Euro system monetary policy since 2008
Yves Doazan: yves.doazan[at]univ-amu.fr
A public meeting in English by Seppo Honkapohja, economist, professor at Aalto University School of Business, Helsinki, member of the executive board of the European Central Bank (until 2017).
The Eurosystem will be 20-years old at the end of this year. The common monetary policy was initiated in January 1999. The last eleven years were a huge challenge for the eurosystem as all western market economies experienced a financial crisis. This crisis also led to the Great Recession of the Eurozone member countries. My lecture gives a detailed overview of eurosystem monetary policies with focus on the period from the financial crisis (2008) to the present.
The financial crisis and the Great Recession necessitated extraordinary policy responses which had to be tuned as the crisis evolved. Interest rates were made very low in 2008-9 and various non-standard (or unconventional) monetary policies were introduced. Policies for liquidity provision and refinancing of banks began in 2008 and they have continued to the present. Outright monetary transactions were introduced in 2012 and large-scale asset purchase programs started in 2014-15. Forward guidance about future policy intentions began in 2013. Negative policy interest rates were adopted in 2014. The lecture describes and discusses these policy operations.

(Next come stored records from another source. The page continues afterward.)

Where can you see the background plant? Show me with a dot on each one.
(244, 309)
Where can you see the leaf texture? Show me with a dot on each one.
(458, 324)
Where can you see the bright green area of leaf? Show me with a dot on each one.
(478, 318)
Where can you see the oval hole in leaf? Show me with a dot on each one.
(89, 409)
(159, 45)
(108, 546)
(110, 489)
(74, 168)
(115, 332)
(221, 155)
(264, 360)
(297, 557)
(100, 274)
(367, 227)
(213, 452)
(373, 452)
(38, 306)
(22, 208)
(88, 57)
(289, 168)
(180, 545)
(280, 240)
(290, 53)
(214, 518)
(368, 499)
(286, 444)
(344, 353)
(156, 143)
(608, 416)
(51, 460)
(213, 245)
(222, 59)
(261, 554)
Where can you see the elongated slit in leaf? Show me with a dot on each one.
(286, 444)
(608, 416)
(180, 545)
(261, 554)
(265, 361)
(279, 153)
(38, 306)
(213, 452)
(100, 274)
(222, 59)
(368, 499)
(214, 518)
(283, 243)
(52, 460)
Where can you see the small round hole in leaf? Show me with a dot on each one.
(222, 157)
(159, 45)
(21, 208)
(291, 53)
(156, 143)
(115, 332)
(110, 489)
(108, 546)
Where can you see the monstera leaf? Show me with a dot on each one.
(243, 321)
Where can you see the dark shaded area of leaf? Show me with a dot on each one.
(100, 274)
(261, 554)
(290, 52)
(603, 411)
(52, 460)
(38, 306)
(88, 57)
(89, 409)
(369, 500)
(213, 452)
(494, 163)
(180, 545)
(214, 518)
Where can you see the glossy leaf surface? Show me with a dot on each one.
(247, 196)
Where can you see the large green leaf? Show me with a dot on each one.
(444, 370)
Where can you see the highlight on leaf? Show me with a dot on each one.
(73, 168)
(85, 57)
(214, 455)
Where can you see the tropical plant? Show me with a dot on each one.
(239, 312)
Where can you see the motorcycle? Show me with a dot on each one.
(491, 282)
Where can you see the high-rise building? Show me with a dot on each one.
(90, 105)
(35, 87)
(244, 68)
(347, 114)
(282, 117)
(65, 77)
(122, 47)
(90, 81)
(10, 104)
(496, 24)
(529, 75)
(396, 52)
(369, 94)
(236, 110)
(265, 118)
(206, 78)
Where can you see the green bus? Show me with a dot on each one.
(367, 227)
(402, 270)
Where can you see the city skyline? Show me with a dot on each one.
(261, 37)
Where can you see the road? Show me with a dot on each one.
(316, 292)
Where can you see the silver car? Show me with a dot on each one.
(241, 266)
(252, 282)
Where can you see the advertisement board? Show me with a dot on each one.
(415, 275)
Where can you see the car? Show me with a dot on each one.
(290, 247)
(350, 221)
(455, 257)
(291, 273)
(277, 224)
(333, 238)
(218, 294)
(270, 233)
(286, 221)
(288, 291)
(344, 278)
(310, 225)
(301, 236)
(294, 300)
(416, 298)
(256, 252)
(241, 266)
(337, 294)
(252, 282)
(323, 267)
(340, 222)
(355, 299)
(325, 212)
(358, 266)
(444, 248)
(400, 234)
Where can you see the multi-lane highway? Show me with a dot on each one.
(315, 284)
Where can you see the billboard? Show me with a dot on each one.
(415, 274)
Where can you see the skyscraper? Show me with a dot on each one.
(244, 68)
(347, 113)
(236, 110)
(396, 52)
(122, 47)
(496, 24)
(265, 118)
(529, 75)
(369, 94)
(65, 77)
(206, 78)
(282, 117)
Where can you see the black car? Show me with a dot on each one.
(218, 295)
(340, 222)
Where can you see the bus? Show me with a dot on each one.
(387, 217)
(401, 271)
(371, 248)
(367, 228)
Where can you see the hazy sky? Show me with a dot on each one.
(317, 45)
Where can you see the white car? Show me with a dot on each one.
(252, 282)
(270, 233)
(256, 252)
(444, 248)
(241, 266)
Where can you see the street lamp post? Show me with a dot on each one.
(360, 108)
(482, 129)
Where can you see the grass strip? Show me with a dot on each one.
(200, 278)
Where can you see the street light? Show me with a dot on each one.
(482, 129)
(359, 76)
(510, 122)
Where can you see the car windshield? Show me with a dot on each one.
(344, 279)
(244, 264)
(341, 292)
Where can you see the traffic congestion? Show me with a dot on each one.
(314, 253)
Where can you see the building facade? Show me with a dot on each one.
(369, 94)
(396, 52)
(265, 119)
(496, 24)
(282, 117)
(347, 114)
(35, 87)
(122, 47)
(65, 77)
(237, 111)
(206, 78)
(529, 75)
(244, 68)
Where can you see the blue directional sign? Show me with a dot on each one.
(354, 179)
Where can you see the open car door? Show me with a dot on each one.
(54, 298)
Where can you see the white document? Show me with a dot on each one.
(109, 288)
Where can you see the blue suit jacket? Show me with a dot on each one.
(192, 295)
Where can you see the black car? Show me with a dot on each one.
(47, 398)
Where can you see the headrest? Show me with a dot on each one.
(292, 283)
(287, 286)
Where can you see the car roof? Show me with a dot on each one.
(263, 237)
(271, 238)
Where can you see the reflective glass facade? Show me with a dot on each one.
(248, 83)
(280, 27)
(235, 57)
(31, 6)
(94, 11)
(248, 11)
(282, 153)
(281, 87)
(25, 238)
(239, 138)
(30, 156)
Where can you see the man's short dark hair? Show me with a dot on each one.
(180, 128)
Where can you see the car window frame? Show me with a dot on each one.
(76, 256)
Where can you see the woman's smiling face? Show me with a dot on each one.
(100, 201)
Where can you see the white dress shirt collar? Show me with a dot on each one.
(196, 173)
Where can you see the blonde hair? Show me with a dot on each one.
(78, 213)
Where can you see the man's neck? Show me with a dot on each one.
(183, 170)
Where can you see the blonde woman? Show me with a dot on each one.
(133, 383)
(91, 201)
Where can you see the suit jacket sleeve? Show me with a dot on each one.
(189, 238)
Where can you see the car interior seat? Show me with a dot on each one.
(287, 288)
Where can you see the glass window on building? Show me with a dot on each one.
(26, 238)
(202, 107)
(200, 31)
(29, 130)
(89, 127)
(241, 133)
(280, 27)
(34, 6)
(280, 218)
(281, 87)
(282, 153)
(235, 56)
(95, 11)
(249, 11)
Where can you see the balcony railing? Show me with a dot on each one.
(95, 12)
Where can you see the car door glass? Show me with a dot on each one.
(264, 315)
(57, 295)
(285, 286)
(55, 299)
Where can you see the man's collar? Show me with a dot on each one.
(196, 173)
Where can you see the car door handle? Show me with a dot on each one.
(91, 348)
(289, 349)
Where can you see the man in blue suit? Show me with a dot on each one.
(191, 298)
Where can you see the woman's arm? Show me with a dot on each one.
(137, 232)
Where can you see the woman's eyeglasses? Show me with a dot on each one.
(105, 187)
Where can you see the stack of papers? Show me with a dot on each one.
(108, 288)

Monetary policy transmission is discussed in the latter part of the lecture. I first look at the impact of the policies on the financial system during the easing cycle: (i) Impact on interest rates on new business and household loans, sovereign bond yields and corporate bond yields and (ii) impact on corporate and household loans stocks. The focus is on both the aggregate developments as well as on developments in specific euro area countries. The impact on the real economy with focus on the dynamics of inflation is also analyzed.
Economic growth is the second major area in looking at the real-economy impacts of monetary policy. Here the longer-term impact of unconventional monetary policies largely comes about through productivity and real interest rates. I take a somewhat broader, international viewpoint and conclude by taking up the challenge from low real interest to monetary policies.